Core-set Based Multicore Real-Time Scheduling

Introduction

In a multitasking environment, embedded systems typically run more tasks than there are processors. This requires the operating system to dynamically assign processors to ready tasks according to some algorithm. Processor scheduling is essentially allocation of processor resources. The scheduling algorithm directly affects system runtime behavior, such as responsiveness, throughput, and resource utilization, and is an essential part of the operating system.

The introduction of multicore processors enables tasks on embedded platforms to execute in parallel on different cores, increasing computational capacity while introducing new scheduling challenges. In a single-core system the scheduler needs only to scan the ready list and select the highest-priority task. In a multicore system, the scheduler must also decide which CPU core will run each task. This article proposes a core-set based multicore scheduling method built on a semipartitioned real-time OS scheduler. The method preserves the original OS scheduling mechanism while allowing tasks to run on a specified subset of cores (a core set). Compared with a policy where a task is bound to a single core or allowed on all cores, the core-set approach lets tasks run on a local set of cores and can mitigate load imbalance inherent in semipartitioned scheduling.

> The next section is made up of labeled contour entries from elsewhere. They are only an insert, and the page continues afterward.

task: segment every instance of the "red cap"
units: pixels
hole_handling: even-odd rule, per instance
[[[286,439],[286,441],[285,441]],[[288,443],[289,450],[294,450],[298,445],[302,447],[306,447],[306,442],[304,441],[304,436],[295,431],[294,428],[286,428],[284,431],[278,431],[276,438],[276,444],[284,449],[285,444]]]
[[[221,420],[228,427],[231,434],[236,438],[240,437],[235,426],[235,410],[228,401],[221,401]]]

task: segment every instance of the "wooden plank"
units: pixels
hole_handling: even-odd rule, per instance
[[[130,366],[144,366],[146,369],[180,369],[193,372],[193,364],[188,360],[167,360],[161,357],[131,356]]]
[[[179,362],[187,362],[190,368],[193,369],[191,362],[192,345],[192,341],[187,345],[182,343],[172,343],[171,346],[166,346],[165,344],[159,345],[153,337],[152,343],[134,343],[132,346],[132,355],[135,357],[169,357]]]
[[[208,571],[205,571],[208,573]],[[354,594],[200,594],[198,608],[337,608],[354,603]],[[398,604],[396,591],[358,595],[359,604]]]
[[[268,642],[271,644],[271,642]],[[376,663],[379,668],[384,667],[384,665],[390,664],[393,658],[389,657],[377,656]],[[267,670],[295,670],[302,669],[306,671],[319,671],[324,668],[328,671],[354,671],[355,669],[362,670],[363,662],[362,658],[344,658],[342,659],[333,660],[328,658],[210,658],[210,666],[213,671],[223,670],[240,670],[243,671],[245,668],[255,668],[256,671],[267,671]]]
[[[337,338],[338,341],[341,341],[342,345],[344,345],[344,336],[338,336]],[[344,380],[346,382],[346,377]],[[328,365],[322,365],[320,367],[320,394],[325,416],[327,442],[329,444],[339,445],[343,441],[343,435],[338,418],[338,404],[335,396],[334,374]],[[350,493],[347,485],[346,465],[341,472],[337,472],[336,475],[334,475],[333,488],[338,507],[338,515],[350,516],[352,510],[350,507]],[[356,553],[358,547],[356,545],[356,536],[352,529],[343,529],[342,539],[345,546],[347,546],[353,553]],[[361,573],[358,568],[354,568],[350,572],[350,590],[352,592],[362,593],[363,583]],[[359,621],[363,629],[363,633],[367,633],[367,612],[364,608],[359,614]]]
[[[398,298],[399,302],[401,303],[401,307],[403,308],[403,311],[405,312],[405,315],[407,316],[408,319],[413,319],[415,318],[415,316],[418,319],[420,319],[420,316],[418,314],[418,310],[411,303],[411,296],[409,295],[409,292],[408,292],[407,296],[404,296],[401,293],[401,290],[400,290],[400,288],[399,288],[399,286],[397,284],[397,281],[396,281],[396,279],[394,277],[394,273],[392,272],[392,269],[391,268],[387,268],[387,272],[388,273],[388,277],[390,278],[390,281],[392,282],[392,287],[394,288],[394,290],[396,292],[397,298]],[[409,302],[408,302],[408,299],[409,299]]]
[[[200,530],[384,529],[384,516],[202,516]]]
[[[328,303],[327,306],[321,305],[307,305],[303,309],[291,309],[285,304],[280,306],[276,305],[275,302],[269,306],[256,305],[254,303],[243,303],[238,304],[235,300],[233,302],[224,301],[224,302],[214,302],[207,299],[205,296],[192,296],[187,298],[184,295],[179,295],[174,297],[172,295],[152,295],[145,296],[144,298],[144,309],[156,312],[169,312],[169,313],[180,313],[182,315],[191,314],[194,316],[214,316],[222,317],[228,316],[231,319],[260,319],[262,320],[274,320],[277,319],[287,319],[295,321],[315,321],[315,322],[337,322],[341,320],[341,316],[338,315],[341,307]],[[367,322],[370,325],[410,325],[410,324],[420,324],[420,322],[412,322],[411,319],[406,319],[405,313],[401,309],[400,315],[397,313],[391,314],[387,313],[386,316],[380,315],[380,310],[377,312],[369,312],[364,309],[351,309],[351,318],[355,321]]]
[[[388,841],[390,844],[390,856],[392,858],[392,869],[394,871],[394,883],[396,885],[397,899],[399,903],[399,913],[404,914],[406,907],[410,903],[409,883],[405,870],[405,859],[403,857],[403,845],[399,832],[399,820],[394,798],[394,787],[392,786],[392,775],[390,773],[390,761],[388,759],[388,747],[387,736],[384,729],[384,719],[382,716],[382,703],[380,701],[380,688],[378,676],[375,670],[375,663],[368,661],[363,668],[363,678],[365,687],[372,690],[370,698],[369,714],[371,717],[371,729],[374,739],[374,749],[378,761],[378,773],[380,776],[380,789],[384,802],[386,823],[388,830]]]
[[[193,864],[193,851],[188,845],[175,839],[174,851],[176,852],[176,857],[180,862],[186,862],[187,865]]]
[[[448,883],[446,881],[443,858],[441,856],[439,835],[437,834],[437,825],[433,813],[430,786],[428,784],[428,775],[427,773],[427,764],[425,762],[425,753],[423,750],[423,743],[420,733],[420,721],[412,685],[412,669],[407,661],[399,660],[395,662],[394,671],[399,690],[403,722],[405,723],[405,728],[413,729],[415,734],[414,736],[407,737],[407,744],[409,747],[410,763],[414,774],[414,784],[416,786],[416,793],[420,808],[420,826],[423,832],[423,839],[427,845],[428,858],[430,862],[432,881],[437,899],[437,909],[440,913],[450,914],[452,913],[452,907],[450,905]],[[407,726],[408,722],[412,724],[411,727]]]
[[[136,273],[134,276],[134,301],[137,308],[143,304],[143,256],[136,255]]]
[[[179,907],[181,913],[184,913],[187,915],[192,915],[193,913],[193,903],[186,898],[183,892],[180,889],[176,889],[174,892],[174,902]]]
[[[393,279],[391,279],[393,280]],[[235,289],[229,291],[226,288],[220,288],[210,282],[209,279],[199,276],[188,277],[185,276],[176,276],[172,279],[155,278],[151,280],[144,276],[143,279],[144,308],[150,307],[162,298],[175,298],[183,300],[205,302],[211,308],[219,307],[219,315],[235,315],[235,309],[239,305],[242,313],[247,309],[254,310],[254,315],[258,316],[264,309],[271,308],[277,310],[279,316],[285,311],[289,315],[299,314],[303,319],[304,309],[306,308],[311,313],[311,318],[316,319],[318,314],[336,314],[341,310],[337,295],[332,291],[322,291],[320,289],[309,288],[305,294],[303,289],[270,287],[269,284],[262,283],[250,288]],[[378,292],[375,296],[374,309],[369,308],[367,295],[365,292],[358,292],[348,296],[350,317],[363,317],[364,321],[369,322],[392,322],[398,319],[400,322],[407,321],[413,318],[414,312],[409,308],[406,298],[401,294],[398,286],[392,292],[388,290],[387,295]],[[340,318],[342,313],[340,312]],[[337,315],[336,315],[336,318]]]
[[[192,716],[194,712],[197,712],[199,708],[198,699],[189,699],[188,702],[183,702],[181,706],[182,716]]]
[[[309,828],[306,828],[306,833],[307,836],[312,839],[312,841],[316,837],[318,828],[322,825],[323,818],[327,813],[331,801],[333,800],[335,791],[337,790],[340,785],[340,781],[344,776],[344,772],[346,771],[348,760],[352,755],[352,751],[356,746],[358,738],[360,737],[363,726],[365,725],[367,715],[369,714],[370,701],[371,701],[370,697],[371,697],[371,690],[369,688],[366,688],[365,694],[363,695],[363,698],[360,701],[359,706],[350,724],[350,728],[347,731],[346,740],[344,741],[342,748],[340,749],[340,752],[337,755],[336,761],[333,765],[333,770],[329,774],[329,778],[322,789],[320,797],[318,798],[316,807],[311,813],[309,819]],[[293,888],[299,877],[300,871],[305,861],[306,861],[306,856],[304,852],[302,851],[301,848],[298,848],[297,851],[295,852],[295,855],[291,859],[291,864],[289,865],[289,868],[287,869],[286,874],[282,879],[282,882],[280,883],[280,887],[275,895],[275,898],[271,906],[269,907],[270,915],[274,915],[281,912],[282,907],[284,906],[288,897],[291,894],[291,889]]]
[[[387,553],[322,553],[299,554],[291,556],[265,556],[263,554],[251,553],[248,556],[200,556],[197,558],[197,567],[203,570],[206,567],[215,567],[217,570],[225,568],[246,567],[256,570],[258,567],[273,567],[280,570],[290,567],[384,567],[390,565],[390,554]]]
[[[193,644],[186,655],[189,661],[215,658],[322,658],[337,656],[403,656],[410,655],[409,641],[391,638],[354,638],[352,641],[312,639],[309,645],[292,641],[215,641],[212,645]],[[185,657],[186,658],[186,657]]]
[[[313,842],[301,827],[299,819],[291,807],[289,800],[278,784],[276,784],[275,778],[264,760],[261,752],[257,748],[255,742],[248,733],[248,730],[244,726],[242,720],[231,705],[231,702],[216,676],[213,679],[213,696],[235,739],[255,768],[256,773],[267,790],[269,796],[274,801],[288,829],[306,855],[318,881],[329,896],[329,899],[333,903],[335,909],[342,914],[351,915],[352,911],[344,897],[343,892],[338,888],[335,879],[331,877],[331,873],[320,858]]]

1 Multicore Embedded Real-Time Scheduling

Multiprocessor scheduling is commonly classified into global scheduling and partitioned scheduling. Global scheduling allows tasks to migrate freely among cores; partitioned scheduling binds each task to a fixed core. Global scheduling can improve processor utilization but incurs additional system overhead. Partitioned scheduling has lower migration cost and higher cache hit rates because tasks remain on a fixed core, but it can waste processor capacity when some cores are idle. To balance these trade-offs, semipartitioned scheduling combines features of both approaches: some tasks are partitioned to specific cores while others are scheduled globally. This hybrid strategy can improve load balance and better utilize idle processors.

1.1 Global scheduling

In global scheduling, tasks may run on any core. The OS dynamically assigns ready tasks to available cores based on priority and core availability. Global scheduling is often implemented with a single global ready queue that holds all ready tasks; when a core becomes idle, the scheduler selects the highest-priority task from the global ready queue.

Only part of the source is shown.